“I began to realize that coming in such close contact with my own mortality had changed both nothing and everything. Before my cancer was diagnosed, I knew that someday I would die, but I didn’t know when. After the diagnosis, I knew that someday I would die, but I didn’t know when. But now I knew it acutely. The problem wasn’t really a scientific one. The fact of death is unsettling. Yet there is no other way to live.”
― Paul Kalanithi, When Breath Becomes Air
“Music. Wine. A cigar. The small luxuries of life are how we survive what the mind can’t fathom.”
Mark Sullivan, Beneath a Scarlet Sky: A Novel (p. 90).
Pino got a faraway look in his eye, and after a long hesitation, said, “I’ve never told anyone about my war, Bob.

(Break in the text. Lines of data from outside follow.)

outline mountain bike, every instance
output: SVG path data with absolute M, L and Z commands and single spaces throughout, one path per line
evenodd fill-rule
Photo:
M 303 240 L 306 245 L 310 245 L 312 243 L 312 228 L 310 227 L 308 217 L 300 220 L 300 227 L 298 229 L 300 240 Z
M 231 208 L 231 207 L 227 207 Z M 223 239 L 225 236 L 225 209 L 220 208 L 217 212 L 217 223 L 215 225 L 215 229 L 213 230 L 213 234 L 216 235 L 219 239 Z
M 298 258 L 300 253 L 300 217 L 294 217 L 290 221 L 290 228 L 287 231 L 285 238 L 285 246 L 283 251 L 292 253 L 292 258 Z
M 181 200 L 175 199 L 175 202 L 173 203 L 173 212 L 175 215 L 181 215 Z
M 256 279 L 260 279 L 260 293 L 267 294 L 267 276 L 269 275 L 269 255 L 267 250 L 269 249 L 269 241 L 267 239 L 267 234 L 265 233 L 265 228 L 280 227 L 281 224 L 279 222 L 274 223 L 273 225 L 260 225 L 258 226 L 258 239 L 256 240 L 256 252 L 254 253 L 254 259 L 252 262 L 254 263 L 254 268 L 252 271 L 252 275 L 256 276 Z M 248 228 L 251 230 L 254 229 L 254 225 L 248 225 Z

But someone very wise once told me that by opening our hearts, revealing our scars, we are made human and flawed and whole. I guess I’m ready to be whole.”
Mark Sullivan, Beneath a Scarlet Sky: A Novel (p. 502).
It’s been a long time since I’ve read a book about World War II, but the first time I’ve ever read one from an Italian perspective. Mark Sullivan’s Beneath a Scarlet Sky is based on the true story of Pino Lella, an Italian spy for the Allies. When he was 18, Lella became the personal driver for one of Hitler’s top men, a Nazi named General Hans Leyers. Crazy, right? It’s really no wonder that Beneath a Scarlet Sky has risen to number 3 on Amazon Charts this week.
“Is it possible, finally, for one human being to achieve perfect understanding of another? We can invest enormous time and energy in serious efforts to know another person, but in the end, how close are we able to come to that person’s essence? We convince ourselves that we know the other person well, but do we really know anything important about anyone?”
—Haruki Murakami, The Wind-Up Bird Chronicle
I’m currently trudging through Murakami’s The Wind-Up Bird Chronicle. It’s one of those books high school English teachers love to assign, and high school students love to use as a nice door stop or eye pillow (It’s 607 pages long in like 10pt font with line spacing approximating 0). The book doesn’t have a nice snappy, linear plot. Instead, it follows Toru Okada, just a normal guy without a job, and the many people he meets as he tries to find his cat. While it’s taking me forever to finish, I find the book thought provoking and beautifully written (hence all the block quotes). Mostly, it’s really made me think about the difficulties of knowing others and even knowing ourselves.